Which I took to mean that Kowalski secretly bore a grudge with me. I nodded anyway; he needed to get over himself. What did I ever do to you? Besides whip you in the War Games and talk down to you all the time… Perhaps this wasn’t the best plan I’d ever conceived.
A mechanical click from his ankle told me it was too late to back out. Kowalski’s shadow melted into a shapeless mass, a black head with pure, white eyes rising from the wood paneling like a crocodile poking its eyes above the water.
“Good evening, Buddy,” I said, hunkering down to his level. I looked the monstrosity firmly in the eye, as much as I wanted to run screaming. No sense showing weakness, after all. “Did you have a good nap?”
The soulless orbs narrowed. Did he suspect that I’d drugged Kowalski?
I shook my head. Stop thinking of them as different entities. This is just Kowalski’s id on display. It doesn’t know anything he doesn’t. “I imagine you’re just full of energy to burn off. How’d you like to go get the rest of our bags? Your master’s probably as sore as I am from the flight.”
Oh, Buddy did not care for the m-word. It burst out of the floor, its shadowy form shifting into a serpentine, legged body, like an eastern dragon. “Oh? You don’t like the idea? I seem to recall you enjoy a good snack, right?”
Buddy’s eyes widened, and anger was replaced with curiosity.
“But he can’t eat,” protested Kowalski. “It just passes through him.”
“Lucky beast! It means he doesn’t have to watch his figure,” I said, pulling out my uneaten pretzels from the flight. “I’ll give you this if you go haul in the rest of the luggage for—”
A tongue like a chameleon’s lashed out of his mouth before I could blink, and a battery of razor-sharp teeth shredded the plastic bag and pretzels alike. When he finished, the floor beneath him was covered in dust.
“I take it my terms were acceptable?” I asked.
The shadow didn’t respond verbally. I think we were all happier that we didn’t know what Buddy was thinking. He did slink off towards the remaining bags.
Kowalski let out a relieved sigh as soon as we were alone. “I thought Buddy was going to bite off your head!”

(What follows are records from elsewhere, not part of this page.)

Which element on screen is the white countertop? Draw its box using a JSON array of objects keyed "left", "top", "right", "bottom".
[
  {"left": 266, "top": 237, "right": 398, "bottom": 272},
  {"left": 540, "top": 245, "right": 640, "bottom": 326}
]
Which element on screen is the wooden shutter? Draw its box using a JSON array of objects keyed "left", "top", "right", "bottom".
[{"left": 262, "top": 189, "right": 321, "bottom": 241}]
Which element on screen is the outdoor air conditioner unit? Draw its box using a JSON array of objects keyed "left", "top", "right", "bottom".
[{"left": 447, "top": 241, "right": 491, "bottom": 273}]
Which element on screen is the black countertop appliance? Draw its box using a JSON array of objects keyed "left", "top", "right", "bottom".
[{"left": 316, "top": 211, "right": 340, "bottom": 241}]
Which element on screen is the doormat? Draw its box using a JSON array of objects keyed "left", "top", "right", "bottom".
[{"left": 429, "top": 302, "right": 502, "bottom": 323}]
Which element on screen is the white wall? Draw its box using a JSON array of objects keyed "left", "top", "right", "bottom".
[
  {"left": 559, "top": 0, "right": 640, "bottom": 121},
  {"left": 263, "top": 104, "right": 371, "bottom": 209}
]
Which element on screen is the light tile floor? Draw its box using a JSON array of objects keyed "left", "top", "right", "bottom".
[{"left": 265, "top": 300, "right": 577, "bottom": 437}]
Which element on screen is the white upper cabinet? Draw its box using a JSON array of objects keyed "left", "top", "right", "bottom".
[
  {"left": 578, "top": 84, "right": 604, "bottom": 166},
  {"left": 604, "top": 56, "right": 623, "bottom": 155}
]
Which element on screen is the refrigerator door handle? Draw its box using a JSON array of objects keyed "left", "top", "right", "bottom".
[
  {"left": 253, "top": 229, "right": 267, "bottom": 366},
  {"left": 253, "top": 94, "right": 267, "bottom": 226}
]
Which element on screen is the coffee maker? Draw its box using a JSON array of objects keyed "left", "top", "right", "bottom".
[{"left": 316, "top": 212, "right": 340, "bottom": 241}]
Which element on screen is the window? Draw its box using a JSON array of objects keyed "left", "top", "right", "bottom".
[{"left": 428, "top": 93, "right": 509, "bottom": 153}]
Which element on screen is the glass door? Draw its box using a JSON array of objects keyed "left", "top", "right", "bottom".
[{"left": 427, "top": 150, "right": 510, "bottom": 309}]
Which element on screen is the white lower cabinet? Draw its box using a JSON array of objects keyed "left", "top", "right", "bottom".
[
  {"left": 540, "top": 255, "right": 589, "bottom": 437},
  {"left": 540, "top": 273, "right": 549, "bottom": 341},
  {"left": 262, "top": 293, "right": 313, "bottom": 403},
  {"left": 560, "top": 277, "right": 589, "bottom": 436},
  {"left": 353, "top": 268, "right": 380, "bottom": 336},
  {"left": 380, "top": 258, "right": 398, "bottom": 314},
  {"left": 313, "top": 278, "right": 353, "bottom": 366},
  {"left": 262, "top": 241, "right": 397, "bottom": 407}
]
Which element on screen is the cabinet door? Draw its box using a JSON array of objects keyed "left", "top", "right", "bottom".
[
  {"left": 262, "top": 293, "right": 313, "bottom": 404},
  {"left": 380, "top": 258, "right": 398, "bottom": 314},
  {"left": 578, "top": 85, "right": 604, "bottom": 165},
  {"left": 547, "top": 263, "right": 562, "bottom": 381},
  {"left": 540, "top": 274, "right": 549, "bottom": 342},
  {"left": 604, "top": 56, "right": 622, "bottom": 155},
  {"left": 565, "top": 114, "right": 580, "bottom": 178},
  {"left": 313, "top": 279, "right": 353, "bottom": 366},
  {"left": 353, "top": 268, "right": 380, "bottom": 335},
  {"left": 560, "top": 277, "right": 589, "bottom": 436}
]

“It’s amazing what showing a little confidence can do,” I said, straightening back up. With Buddy doing the manual labor, I took a moment to inspect our new home. It was split between two floors, with a small foyer that emptied into a living room. It looked a bit like my homes from occupied Europe; the furniture was all antique, and I didn’t see any electronics about. My breath still drifted through the air like fog, so I set about starting a fire in the fireplace.
I frowned as I hefted one of the logs; it was oddly smooth, and a tad too light. “Kowalski, what’s wrong with this firewood?”
“I think it’s synthwood,” he said.
“Synthwood? What the devil is synthwood?”
“I’m not sure,” he admitted. “It burns just like the real stuff, though.”
“If you say so,” I said, arranging the logs in a reasonable pile. “Fireball!” I didn’t put a lot of oomph behind the attack, of course; I wanted to ignite them, not vaporize the whole wall.
I fell back on my haunches, my eyes full of foul-smelling smoke. “How the Hell does anybody stand that stench?”
“It beats freezing to death?” offered Kowalski with a shrug.
“As soon as I’m able, I’m getting us some proper firewood,” I said between coughs.
“Good luck,” said Mr. Maki, entering the room. “There’s barely enough wood for industry, much less burning it!”
I felt a smirk coming on. Finally, something the Horde had in abundance the humans didn’t!
… not that I had access to it anymore. I’d seen to that, hadn’t I?
“Tea’s ready,” called Mariko from the kitchen.
Good; I needed something to wash the bad taste out of my mouth.